Slurm Commands

Basic Commands

The ARC managed HPC clusters use a batch manager called Slurm. Extensive documentation for Slurm can be found at http://slurm.schedmd.com/slurm.html

Some of the most basic and useful Slurm commands are:

sinfo
squeue
sbatch
scancel

To see the full documentation for any of these commands (e.g. sinfo), type:

man sinfo

You can run the command `sinfo` to see the available queues and compute resources.

All jobs must be run through the batch manager. Any jobs found running on the compute nodes outside of the queueing system will be killed.

Once you have a job submitted, you can check the status with the command:

squeue

To kill a submitted job, type:

scancel JOBID

Where the JOBID can be obtained from the squeue command.

 

Resource Requests

Resource requests using Slurm are the most important part of your job submission.

You will only get the resources you ask for, including number of cores, memory, and number of GPUs.

For example, if you only request one CPU core, but your job spawns four threads, all of these threads will be constrained to a single core.

Prior to submitting your job, it is extremely important you know exactly what resources you need, and make the analogous request.

Below are the most relevant sbatch or batch script flags to use for nodes/CPU/RAM/GPU/walltime requests.

Number of nodes:

-N NNODES

where NNODES is the number of nodes requested

 

Number of cores per node:

-n NCPUS

where NCPUS is the number of cores per node requested

 

Amount of memory in MB:

--mem MB_PER_NODE

where MB_PER_NODE is the amount of memory required per node. Default units are in MB. This can be modified using [K|M|G|T] to ask for KB|MB|GB|TB of RAM.

The following would request 64 GB or RAM per node for the job:

--mem 64G

 

Number of GPUs:

--gres=gpu:NGPU

where NGPU is the number of GPUs requested

 

Type of GPU:

-C GPU_TYPE

where GPU_TYPE is the NVIDIA model number (e.g.
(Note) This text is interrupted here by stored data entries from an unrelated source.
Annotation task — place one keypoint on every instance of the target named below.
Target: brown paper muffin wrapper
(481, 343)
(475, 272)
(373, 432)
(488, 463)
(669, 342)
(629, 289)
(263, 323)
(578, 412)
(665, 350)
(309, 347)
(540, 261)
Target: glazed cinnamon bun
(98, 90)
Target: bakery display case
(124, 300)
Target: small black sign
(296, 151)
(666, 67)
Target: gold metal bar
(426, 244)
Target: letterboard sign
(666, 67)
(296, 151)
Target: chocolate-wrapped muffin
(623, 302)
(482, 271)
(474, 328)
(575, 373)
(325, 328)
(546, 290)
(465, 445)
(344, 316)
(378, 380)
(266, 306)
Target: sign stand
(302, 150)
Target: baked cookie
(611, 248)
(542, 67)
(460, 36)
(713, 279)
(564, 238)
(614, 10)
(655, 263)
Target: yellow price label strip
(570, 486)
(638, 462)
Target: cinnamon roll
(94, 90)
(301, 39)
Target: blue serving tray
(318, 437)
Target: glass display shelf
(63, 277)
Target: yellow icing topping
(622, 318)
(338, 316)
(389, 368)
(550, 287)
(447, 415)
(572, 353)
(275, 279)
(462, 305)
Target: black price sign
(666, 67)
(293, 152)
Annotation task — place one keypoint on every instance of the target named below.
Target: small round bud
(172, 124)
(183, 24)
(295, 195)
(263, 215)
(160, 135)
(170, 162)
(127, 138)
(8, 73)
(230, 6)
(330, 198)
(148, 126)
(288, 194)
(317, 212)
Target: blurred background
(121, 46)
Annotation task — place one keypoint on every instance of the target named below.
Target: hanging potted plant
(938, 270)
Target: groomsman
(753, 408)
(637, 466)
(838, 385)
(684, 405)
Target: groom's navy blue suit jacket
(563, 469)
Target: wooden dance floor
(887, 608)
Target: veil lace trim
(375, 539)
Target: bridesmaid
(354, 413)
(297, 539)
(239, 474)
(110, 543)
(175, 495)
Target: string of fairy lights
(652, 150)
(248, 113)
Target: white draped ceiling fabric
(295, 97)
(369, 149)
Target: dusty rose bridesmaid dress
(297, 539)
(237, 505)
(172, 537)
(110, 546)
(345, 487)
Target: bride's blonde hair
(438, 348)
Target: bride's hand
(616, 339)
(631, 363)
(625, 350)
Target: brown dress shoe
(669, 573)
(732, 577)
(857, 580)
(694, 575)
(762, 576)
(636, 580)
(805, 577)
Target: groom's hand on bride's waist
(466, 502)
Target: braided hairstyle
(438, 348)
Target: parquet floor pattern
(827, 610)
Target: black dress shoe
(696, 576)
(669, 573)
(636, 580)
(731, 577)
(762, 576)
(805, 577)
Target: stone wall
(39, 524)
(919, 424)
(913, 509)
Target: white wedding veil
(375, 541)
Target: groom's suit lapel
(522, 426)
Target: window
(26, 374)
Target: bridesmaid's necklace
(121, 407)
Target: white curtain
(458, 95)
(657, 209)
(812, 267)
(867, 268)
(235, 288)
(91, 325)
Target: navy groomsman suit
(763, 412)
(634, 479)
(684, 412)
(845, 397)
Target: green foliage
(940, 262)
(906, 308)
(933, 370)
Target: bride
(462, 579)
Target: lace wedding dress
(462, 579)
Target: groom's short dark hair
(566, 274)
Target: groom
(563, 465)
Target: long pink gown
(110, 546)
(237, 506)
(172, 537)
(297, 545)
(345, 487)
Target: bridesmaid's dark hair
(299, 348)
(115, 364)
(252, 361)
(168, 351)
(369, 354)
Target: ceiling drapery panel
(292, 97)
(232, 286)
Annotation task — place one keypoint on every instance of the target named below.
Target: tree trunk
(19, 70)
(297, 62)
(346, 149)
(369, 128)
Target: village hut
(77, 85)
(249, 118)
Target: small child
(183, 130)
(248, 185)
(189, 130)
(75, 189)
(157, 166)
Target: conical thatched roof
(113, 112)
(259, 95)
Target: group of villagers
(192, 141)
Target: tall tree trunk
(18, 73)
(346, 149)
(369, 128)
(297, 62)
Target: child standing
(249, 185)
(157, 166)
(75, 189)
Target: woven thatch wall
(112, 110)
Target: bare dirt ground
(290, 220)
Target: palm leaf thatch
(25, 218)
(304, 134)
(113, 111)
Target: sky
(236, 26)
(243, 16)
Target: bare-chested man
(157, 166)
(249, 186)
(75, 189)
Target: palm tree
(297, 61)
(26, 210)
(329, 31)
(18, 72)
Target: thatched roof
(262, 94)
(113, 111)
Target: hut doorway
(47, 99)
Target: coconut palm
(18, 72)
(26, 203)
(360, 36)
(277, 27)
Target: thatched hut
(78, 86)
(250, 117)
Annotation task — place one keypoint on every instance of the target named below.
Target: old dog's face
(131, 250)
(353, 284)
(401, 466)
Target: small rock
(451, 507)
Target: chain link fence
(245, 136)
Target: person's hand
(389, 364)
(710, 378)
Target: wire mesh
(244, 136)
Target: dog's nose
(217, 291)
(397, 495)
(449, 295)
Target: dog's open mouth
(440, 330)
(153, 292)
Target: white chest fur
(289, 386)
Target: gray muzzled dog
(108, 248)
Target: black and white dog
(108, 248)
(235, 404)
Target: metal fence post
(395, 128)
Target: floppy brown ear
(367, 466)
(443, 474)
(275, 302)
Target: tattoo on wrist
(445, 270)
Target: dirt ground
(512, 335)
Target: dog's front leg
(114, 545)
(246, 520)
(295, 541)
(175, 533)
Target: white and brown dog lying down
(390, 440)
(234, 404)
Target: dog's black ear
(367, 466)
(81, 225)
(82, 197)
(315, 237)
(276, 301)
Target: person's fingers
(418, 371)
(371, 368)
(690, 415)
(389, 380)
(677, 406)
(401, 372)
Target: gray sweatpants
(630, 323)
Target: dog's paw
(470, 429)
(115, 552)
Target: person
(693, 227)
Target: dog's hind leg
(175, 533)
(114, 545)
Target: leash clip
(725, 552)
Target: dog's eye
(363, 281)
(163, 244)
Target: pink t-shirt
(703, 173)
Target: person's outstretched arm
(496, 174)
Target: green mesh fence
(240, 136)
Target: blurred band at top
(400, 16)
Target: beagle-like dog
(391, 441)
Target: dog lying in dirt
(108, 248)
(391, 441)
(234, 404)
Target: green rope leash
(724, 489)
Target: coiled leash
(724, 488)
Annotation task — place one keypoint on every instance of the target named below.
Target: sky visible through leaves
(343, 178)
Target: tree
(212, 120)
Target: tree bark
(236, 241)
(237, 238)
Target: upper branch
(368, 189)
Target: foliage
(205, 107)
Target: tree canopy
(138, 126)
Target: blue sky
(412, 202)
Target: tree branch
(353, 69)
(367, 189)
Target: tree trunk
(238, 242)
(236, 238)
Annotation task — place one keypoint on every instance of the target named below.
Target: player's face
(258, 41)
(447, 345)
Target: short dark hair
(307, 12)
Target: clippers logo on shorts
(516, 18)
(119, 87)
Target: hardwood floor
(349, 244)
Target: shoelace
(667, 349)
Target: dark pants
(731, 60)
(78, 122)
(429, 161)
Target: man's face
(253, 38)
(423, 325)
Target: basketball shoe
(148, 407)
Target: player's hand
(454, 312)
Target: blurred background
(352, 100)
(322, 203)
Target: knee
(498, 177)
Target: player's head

K20, K40, K80)

 

Walltime:

-t HH:MM:SS

where HH:MM:SS (hours:minutes:seconds) is the amount of wall time your job will be allocated

Batch Job Submissions

Multiple jobs, or a single job script that performs many functions, through the use of a batch script.

Instead of passing each resource flag, the requests would go at the top of the script preceded by #SBATCH.


#!/bin/bash
#SBATCH -N 1
#SBATCH -n 4
#SBATCH -p compute
#SBATCH -o gompbot.out
#SBATCH -t 1:00:00

srun -l gompbot.x
srun -l /bin/pwd

The script above contained in a file job.sh can be submitted to the queue using the sbatch command:

sbatch job.sh

Important: Options supplied on the command line to the sbatch command will override any options specified within the script.